CVE-2025-3923 is a vulnerability identified in the WordPress plugin "Prevent Direct Access – Protect WordPress Files" developed by buildwps. This plugin is designed to protect sensitive files uploaded to WordPress sites by restricting direct access to them. The vulnerability affects all versions up to and including 2.8.8. The root cause is insufficient randomness in the 'generate_unique_string' function responsible for creating the filenames of protected files. Because the generated filenames lack sufficient entropy, an unauthenticated attacker can potentially predict or enumerate these filenames. If successful, the attacker can bypass the plugin's protections and access sensitive files that were intended to be shielded from public access. This exposure constitutes a CWE-200 weakness, indicating sensitive information is disclosed to unauthorized actors. The vulnerability does not require authentication or user interaction, which lowers the barrier for exploitation. Although no known exploits are currently reported in the wild, the weakness in filename generation randomness presents a clear attack vector. The plugin is widely used in WordPress environments to secure media and document files, making the scope of affected systems potentially large. Since the plugin protects sensitive files, the confidentiality impact is significant, while integrity and availability impacts are minimal. The vulnerability was published on April 25, 2025, and has been enriched by CISA, indicating recognition by cybersecurity authorities. No patch links are currently provided, suggesting that users must monitor vendor updates closely or consider alternative mitigations until a fix is released.

For European organizations, this vulnerability poses a risk of unauthorized disclosure of sensitive files hosted on WordPress sites using the affected plugin. Many European businesses, government agencies, and NGOs rely on WordPress for content management and may use this plugin to protect confidential documents, internal reports, or personal data. Exposure of such files could lead to data breaches violating GDPR and other privacy regulations, resulting in legal penalties and reputational damage. The ease of exploitation without authentication increases the threat level, especially for public-facing websites. Attackers could harvest sensitive intellectual property, customer data, or internal communications. While the vulnerability does not directly affect system integrity or availability, the confidentiality breach alone can have severe operational and compliance consequences. Additionally, the potential for automated scanning and exploitation means that mass data leakage could occur rapidly if the vulnerability is widely present and unpatched. Organizations with sensitive or regulated data hosted on WordPress sites should consider this a significant risk vector.

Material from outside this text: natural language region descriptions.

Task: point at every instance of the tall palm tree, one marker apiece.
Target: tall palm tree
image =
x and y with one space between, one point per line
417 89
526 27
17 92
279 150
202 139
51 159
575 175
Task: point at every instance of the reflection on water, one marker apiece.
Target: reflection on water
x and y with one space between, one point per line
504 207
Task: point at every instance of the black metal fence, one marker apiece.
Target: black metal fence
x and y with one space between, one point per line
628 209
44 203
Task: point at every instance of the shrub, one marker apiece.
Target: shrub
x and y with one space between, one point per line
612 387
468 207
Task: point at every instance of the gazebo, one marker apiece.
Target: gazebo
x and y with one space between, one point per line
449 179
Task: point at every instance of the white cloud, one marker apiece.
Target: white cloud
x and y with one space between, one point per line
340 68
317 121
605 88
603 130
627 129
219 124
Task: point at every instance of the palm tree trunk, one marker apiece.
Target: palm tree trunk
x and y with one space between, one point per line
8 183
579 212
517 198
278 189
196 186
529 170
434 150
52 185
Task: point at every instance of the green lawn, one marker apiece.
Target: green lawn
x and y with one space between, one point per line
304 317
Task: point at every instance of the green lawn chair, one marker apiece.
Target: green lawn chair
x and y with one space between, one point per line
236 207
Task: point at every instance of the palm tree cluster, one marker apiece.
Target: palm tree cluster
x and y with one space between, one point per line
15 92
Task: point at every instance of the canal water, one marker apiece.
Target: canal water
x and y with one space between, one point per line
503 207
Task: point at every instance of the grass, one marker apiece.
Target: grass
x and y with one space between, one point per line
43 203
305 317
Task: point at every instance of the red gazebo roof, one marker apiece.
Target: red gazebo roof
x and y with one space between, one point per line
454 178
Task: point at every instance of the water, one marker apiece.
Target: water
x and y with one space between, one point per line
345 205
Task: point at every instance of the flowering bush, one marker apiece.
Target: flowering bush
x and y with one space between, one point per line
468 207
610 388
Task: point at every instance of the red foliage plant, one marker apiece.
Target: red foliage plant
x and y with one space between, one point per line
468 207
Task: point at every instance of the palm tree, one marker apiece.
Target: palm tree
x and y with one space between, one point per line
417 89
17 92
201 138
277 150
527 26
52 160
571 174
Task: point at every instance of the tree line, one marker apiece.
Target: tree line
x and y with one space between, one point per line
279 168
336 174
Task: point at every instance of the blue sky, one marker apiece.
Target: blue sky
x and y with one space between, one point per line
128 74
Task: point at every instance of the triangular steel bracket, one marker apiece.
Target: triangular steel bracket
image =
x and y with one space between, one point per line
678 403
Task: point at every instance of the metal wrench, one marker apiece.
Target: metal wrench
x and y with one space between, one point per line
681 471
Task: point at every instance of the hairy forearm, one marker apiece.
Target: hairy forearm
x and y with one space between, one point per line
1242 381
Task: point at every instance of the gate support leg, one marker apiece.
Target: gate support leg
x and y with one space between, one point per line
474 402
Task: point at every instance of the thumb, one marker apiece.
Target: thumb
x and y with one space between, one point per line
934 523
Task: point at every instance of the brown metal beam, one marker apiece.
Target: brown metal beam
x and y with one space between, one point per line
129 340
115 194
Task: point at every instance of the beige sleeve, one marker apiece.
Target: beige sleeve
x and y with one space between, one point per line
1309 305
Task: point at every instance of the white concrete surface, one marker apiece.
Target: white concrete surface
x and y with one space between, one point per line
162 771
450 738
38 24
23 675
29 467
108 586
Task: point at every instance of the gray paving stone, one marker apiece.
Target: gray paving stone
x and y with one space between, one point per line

1. Immediate mitigation should include disabling or uninstalling the "Prevent Direct Access – Protect WordPress Files" plugin until a secure version is released. 2. Monitor the vendor's official channels and WordPress plugin repository for updates or patches addressing this vulnerability. 3. Implement additional access controls at the web server or application firewall level to restrict access to sensitive files, such as IP whitelisting or authentication requirements. 4. Use security plugins or tools that provide more robust file protection mechanisms with proven randomness in filename generation. 5. Conduct an audit of all sensitive files currently protected by this plugin to assess potential exposure and remove or relocate highly sensitive content if possible. 6. Enable detailed logging and monitoring to detect unusual access patterns that could indicate exploitation attempts. 7. Educate site administrators on the risks of using plugins with insufficient security and encourage a security-first approach to plugin selection and maintenance. 8. Consider implementing Content Security Policy (CSP) and other HTTP headers to reduce the risk of data exfiltration via other vectors.